The United States has no desire to lock horns with Iran and is still ready for talks if Tehran halts its controversial nuclear activities, Secretary of State Condoleezza Rice said in an interview broadcast on Thursday.
"Let me just say here publicly, the United States has no desire for confrontation with Iran. None," Rice told CNN before heading back home after a trip to the Middle East and Europe.
"The option that we have is to continue to try to convince those who are reasonable in Iran, that the course they are on is destructive," Rice said.

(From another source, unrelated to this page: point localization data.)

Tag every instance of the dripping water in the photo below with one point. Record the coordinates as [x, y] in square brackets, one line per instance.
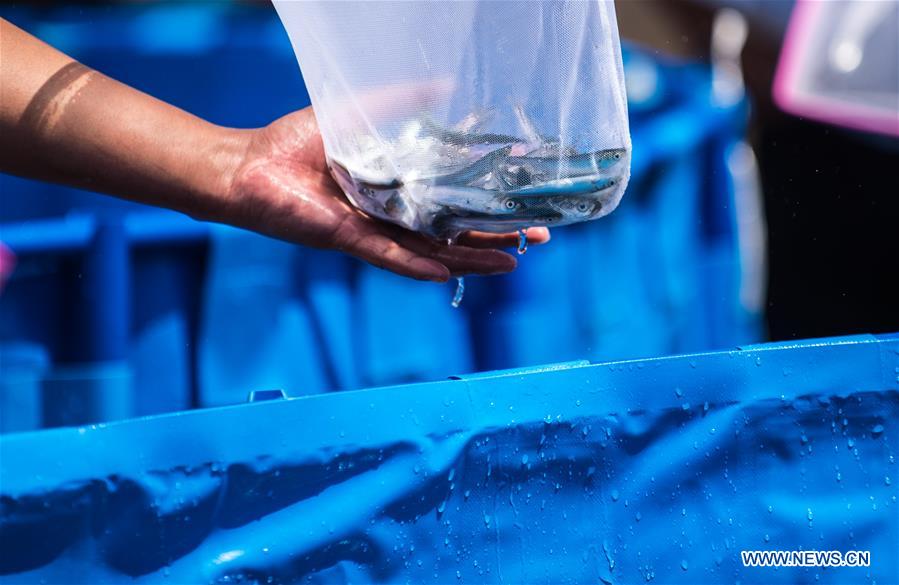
[522, 240]
[460, 280]
[460, 292]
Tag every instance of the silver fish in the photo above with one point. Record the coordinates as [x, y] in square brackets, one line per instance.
[518, 171]
[457, 138]
[567, 186]
[476, 170]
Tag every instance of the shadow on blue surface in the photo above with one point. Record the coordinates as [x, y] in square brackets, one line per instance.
[189, 314]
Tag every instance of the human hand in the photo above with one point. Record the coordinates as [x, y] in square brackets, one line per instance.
[282, 188]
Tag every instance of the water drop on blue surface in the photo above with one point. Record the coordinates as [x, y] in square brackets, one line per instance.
[460, 292]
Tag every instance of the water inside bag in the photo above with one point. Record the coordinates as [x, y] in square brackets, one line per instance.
[507, 115]
[444, 181]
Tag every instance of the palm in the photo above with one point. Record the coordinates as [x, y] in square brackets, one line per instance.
[285, 190]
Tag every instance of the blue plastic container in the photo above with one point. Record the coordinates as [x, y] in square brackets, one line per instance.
[658, 470]
[198, 313]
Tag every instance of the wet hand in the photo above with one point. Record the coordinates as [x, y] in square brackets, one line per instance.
[282, 188]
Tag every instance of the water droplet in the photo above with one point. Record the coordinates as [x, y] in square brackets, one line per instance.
[522, 241]
[460, 292]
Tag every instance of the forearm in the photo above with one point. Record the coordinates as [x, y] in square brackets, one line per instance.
[63, 122]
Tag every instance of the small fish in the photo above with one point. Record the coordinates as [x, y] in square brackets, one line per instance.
[456, 138]
[519, 171]
[478, 169]
[568, 186]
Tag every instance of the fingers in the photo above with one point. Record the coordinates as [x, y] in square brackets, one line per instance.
[536, 236]
[414, 255]
[458, 259]
[383, 252]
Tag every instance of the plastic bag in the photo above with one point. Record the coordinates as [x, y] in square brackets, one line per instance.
[449, 116]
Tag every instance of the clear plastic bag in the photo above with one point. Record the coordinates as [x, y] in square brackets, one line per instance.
[446, 116]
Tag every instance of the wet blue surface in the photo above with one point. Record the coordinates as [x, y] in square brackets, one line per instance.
[658, 470]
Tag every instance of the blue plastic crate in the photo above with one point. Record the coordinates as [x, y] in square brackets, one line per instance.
[657, 470]
[200, 322]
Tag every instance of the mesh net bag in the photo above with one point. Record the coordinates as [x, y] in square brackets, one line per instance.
[447, 116]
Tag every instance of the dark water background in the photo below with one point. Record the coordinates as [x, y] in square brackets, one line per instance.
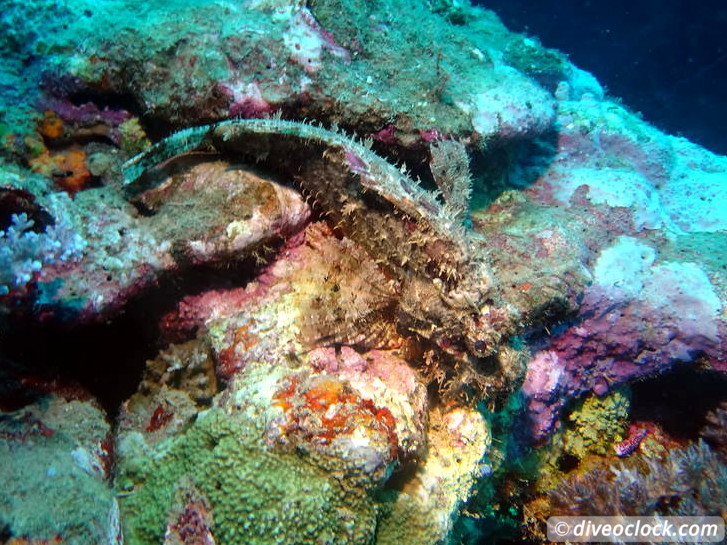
[665, 58]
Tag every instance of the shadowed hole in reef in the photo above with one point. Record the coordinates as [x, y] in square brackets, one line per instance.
[678, 401]
[106, 358]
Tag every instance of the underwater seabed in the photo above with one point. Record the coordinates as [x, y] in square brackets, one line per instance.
[343, 272]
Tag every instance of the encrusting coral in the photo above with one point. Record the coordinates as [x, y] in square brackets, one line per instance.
[447, 296]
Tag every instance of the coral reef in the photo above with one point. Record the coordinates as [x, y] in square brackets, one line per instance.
[595, 424]
[393, 269]
[685, 482]
[56, 467]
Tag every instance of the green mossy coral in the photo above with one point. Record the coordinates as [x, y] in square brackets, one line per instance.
[258, 496]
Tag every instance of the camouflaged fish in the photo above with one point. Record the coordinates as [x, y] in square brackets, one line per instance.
[446, 293]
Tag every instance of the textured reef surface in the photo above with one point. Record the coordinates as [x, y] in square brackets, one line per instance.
[343, 272]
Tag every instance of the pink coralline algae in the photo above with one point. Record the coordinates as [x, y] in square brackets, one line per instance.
[631, 443]
[638, 319]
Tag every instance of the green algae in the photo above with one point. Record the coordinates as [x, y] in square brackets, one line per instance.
[50, 481]
[258, 496]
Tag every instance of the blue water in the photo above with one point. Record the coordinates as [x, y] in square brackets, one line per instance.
[665, 58]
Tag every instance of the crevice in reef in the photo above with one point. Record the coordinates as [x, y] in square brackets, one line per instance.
[679, 401]
[107, 358]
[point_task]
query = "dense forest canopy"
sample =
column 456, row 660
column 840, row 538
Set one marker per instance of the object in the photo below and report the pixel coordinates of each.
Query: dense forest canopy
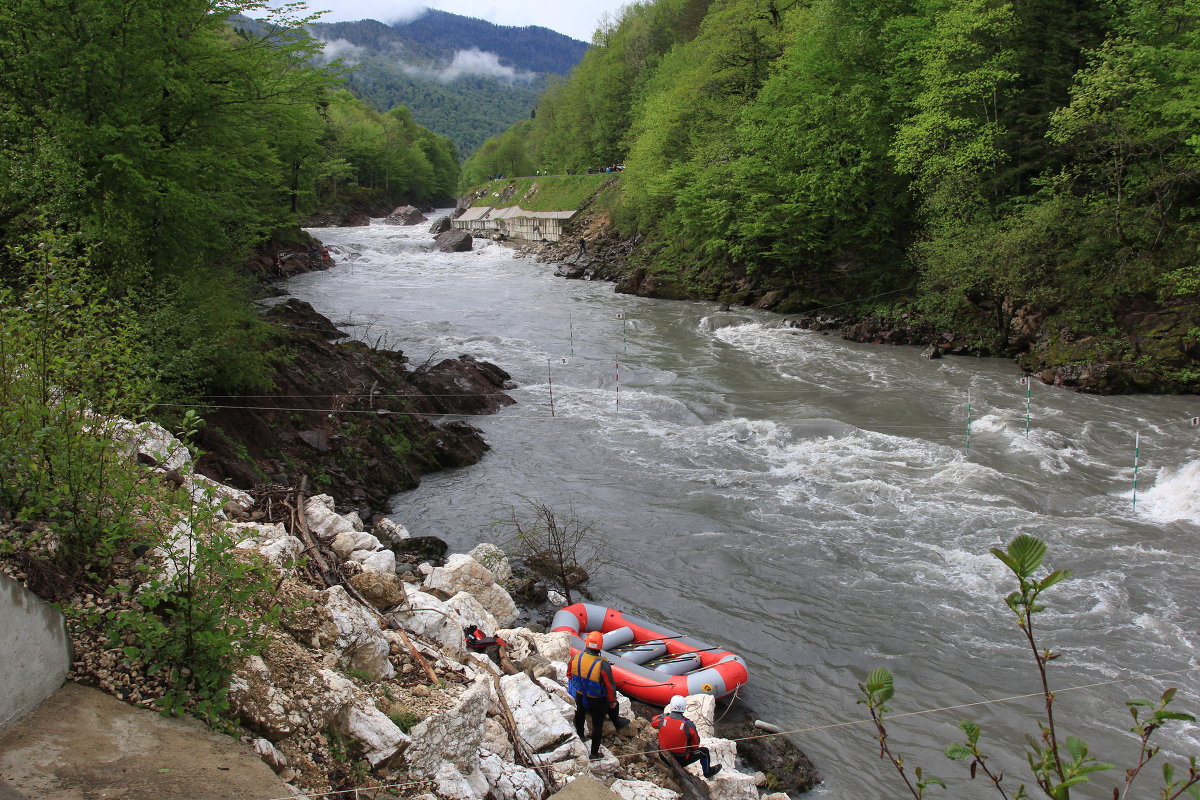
column 154, row 146
column 977, row 163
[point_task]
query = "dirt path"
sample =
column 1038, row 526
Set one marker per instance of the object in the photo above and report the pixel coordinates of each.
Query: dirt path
column 82, row 744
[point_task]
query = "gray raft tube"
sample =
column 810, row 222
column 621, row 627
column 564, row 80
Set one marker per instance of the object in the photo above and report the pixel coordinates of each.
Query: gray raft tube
column 645, row 660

Her comments came ahead of a UN report that is likely to conclude that Iran has failed meet a UN Security Council demand to halt uranium enrichment. They also came with two US aircraft carrier groups deployed in the Gulf region.
In the interview, Rice also reiterated the US willingness to talk to Iran if Tehran first halts its uranium-enrichment program that Washington believes is aimed at producing an atomic bomb.
"It is an offer I would renew today," the chief US diplomat said when asked about the possibility of discussions.
In 2005, Rice offered Iran direct talks on the turmoil in Iraq with the then-US ambassador to Baghdad, Zalmay Khalilzad. The discussions never materialized and Washington cooled on the idea last year.
Washington and Tehran have been at odds for nearly 30 years and have no diplomatic ties, but had occasional contact through the United Nations or multinational forums such as deliberations on the future of Afghanistan.
In Berlin, Rice said Thursday that world powers planned to refer Iran back to the Security Council in an attempt to halt its sensitive nuclear work and resume negotiations.